Joshua Brody, MD, discusses addressing required resistance to immunotherapy in non-Hodgkin lymphoma.

Joshua Brody, MD, director, Lymphoma program, Icahn School of Medicine, Mount Sinai Hospital, discusses addressing required resistance to immunotherapy in non-Hodgkin lymphoma.

Despite the promising data seen with in-situ vaccines in the field, it is common knowledge that patients’ tumors can become resistant to vaccines or any type of immunotherapy through antigen escape, explains Brody. With regard to CAR T-cell therapy, this can mean the loss of CD19 from the tumor. With bispecific antibodies against CD20, this can mean CD20 loss, adds Brody. With every other type of immunotherapy where T cells recognize tumors through their major histocompatibility (MHC) class 1 expression, it can be MHC class 1 loss. This has been well described for many types of cancer after a patient receives a PD-1 inhibitor. In fact, class 1 loss is one of the most common types of resistance to checkpoint inhibitors, notes Brody.

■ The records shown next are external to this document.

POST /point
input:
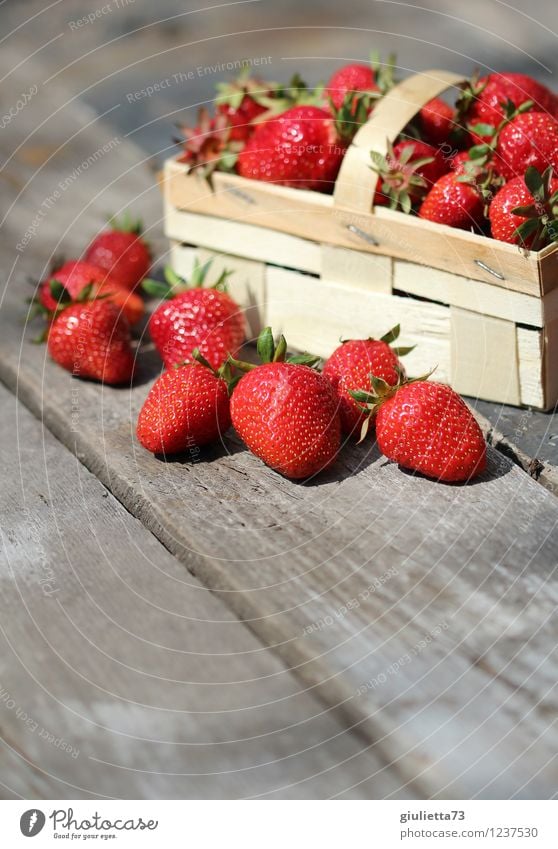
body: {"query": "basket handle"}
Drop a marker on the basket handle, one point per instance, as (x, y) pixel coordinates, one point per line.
(356, 181)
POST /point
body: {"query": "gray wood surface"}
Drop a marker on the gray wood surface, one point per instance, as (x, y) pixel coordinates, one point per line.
(121, 675)
(424, 615)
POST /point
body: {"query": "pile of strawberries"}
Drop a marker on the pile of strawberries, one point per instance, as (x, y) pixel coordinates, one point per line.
(484, 163)
(290, 414)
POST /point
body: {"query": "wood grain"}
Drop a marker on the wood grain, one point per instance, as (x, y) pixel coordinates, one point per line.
(423, 614)
(123, 676)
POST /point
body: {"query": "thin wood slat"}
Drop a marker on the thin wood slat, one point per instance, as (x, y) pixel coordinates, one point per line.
(484, 360)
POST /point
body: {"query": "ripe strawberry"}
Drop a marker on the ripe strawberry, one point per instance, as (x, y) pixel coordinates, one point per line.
(286, 412)
(484, 100)
(209, 145)
(528, 139)
(453, 202)
(75, 275)
(121, 252)
(187, 407)
(197, 317)
(91, 339)
(354, 79)
(426, 427)
(299, 148)
(436, 121)
(524, 211)
(239, 102)
(407, 173)
(350, 366)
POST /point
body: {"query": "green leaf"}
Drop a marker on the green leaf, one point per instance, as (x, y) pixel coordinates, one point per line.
(280, 350)
(199, 358)
(266, 345)
(303, 360)
(361, 396)
(405, 201)
(526, 211)
(391, 335)
(59, 292)
(402, 352)
(526, 229)
(482, 129)
(85, 294)
(172, 278)
(534, 182)
(156, 288)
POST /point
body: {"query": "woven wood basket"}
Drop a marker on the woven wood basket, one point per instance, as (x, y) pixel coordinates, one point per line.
(319, 267)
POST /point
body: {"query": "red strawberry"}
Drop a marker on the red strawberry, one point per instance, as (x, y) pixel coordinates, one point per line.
(436, 121)
(453, 202)
(299, 148)
(350, 366)
(483, 101)
(121, 252)
(286, 412)
(529, 139)
(207, 319)
(352, 79)
(427, 427)
(524, 211)
(91, 339)
(407, 173)
(186, 407)
(75, 275)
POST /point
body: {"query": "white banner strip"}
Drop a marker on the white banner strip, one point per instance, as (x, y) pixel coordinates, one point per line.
(281, 824)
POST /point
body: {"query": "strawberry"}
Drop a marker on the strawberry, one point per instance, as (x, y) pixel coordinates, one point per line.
(286, 412)
(353, 80)
(453, 202)
(239, 102)
(407, 173)
(528, 139)
(524, 211)
(350, 366)
(187, 407)
(436, 121)
(90, 338)
(121, 252)
(299, 148)
(427, 427)
(209, 145)
(75, 275)
(195, 317)
(483, 101)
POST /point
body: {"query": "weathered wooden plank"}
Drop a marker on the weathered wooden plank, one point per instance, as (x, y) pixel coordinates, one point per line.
(423, 613)
(121, 675)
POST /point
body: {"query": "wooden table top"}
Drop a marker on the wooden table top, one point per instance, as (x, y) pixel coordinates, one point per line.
(212, 629)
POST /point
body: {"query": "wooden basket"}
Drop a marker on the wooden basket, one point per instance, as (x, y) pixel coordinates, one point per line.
(319, 267)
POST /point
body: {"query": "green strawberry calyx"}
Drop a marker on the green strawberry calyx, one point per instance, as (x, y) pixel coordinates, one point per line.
(174, 284)
(389, 337)
(63, 300)
(541, 217)
(370, 400)
(126, 223)
(270, 351)
(399, 178)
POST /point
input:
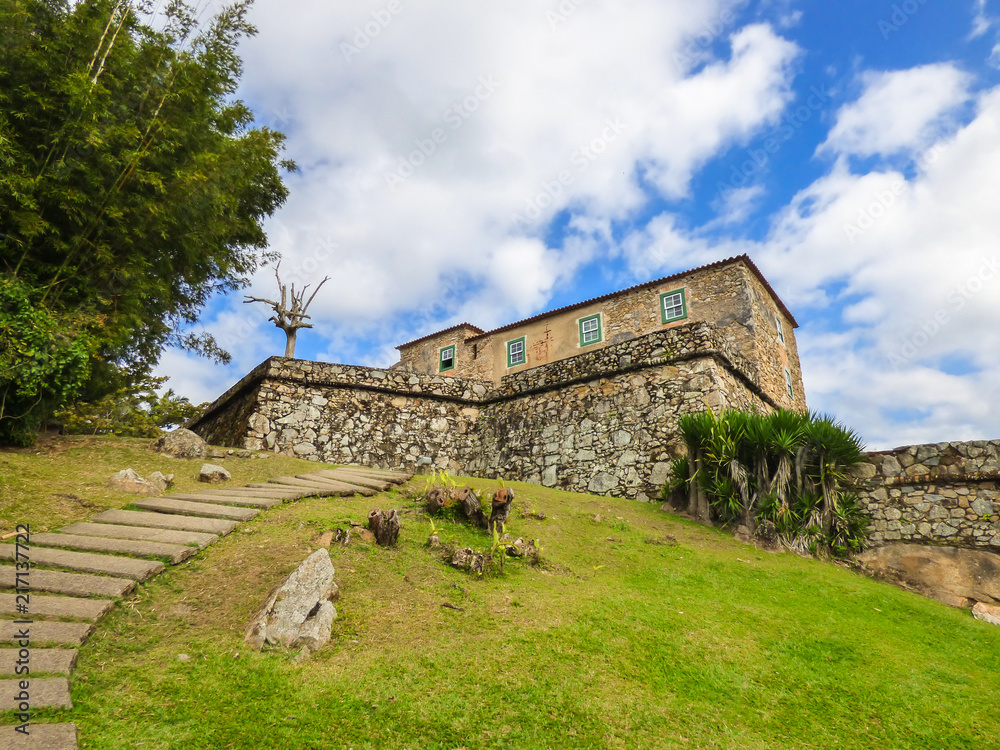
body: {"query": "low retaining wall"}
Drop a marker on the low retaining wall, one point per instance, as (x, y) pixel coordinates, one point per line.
(603, 422)
(942, 493)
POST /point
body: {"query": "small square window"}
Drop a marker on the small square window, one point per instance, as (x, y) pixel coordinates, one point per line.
(590, 330)
(447, 359)
(515, 352)
(673, 306)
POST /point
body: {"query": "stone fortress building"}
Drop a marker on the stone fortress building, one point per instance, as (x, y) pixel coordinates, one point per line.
(583, 398)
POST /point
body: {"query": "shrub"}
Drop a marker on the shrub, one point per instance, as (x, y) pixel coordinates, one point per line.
(784, 467)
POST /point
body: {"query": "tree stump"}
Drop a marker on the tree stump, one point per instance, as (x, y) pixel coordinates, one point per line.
(503, 501)
(436, 500)
(469, 500)
(385, 527)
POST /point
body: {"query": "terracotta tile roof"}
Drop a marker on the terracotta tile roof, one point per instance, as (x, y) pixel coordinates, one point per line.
(656, 282)
(645, 285)
(477, 329)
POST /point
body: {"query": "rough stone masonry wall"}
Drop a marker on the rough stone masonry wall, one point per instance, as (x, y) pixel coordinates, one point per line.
(345, 414)
(604, 422)
(943, 493)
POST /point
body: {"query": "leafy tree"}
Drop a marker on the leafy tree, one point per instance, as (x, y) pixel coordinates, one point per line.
(131, 411)
(43, 362)
(133, 185)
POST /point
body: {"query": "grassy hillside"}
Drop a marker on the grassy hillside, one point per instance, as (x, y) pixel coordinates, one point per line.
(63, 479)
(639, 631)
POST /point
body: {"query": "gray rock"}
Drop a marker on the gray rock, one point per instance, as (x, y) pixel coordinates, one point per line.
(957, 577)
(891, 467)
(661, 473)
(299, 612)
(161, 481)
(986, 613)
(213, 474)
(981, 507)
(181, 443)
(128, 481)
(602, 482)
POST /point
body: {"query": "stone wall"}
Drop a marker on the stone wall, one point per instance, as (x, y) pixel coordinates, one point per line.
(603, 422)
(942, 493)
(729, 295)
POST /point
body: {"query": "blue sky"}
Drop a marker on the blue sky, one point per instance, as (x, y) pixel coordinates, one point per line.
(487, 161)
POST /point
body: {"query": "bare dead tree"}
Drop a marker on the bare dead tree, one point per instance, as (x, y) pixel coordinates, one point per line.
(289, 320)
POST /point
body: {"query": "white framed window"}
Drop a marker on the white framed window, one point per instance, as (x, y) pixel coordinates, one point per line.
(447, 359)
(590, 330)
(515, 352)
(673, 306)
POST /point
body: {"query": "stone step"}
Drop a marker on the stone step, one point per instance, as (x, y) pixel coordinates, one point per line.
(57, 606)
(142, 534)
(396, 477)
(204, 497)
(86, 562)
(337, 475)
(310, 490)
(175, 552)
(74, 584)
(280, 493)
(40, 660)
(41, 737)
(326, 487)
(41, 631)
(201, 510)
(47, 692)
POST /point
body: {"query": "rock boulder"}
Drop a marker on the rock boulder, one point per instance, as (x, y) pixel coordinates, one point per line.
(128, 481)
(213, 474)
(299, 612)
(958, 577)
(987, 613)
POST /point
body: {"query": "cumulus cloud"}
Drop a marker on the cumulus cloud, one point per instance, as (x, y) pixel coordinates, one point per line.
(898, 111)
(437, 140)
(899, 279)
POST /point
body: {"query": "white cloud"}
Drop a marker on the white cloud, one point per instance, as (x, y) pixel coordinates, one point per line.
(899, 111)
(423, 129)
(914, 352)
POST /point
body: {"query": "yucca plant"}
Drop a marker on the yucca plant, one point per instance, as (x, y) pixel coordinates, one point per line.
(785, 467)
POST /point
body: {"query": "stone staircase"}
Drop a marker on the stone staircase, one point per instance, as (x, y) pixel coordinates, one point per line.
(78, 573)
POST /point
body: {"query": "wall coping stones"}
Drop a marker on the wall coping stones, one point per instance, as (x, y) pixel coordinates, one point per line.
(657, 349)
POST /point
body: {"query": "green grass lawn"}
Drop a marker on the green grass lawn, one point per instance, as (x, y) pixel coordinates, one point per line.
(639, 631)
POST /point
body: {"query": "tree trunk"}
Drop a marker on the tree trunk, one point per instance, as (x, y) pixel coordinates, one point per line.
(472, 507)
(503, 500)
(384, 526)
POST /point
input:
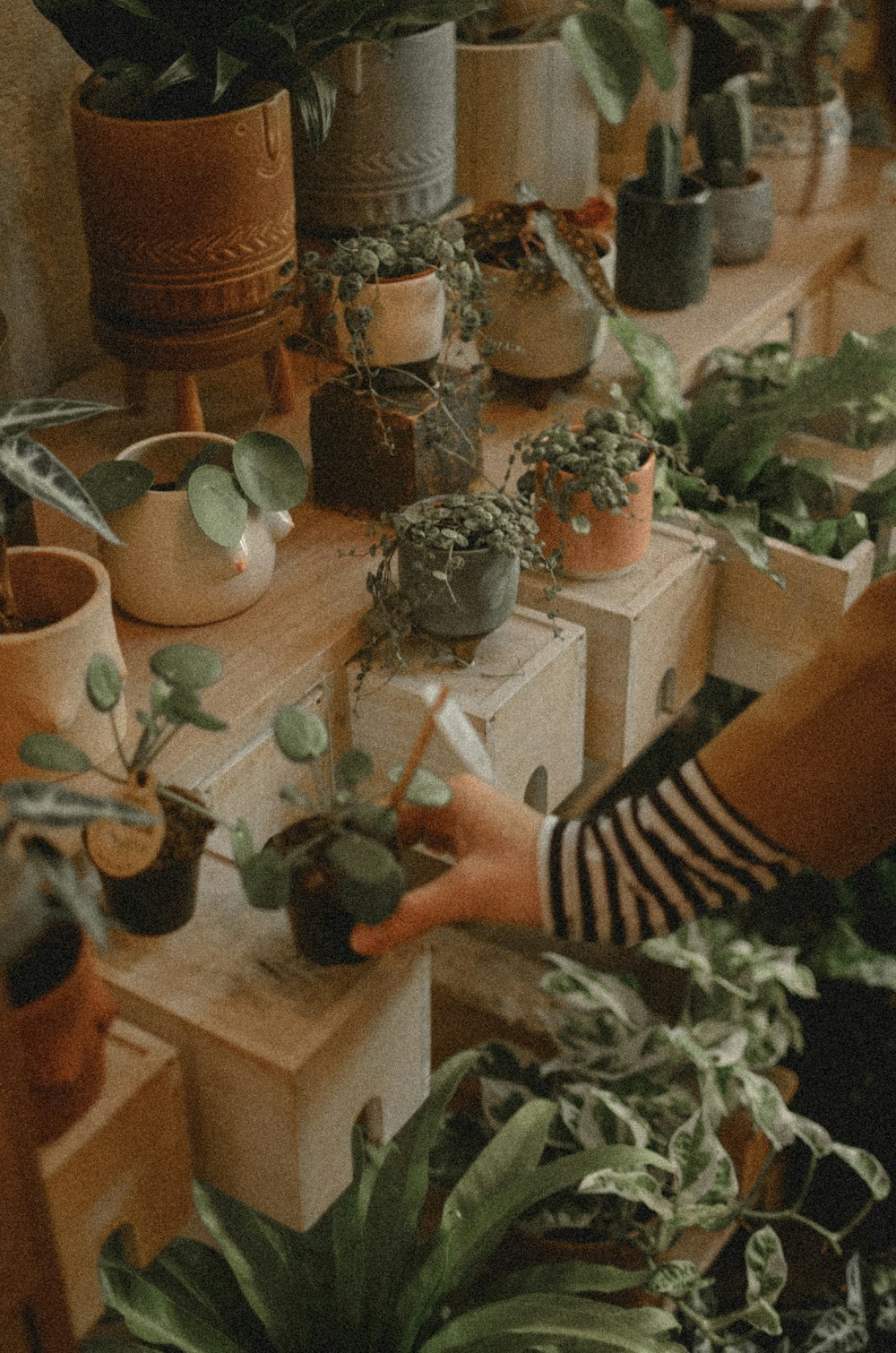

Investigators started to observe this in some of the patients with advanced-stage indolent non-Hodgkin lymphoma who had been treated with an in-situ vaccine. Brody and colleagues shared some data that have been developed in the lab in their attempt to address antigen escape. They found that there are many ways to solve the problem of antigen escape in CAR T-cells. After giving an anti-CD19 CAR T-cell, an anti-CD22 CAR T-cell can be given as treatment, in case the patient lost the CD19 antigen, concludes Brody.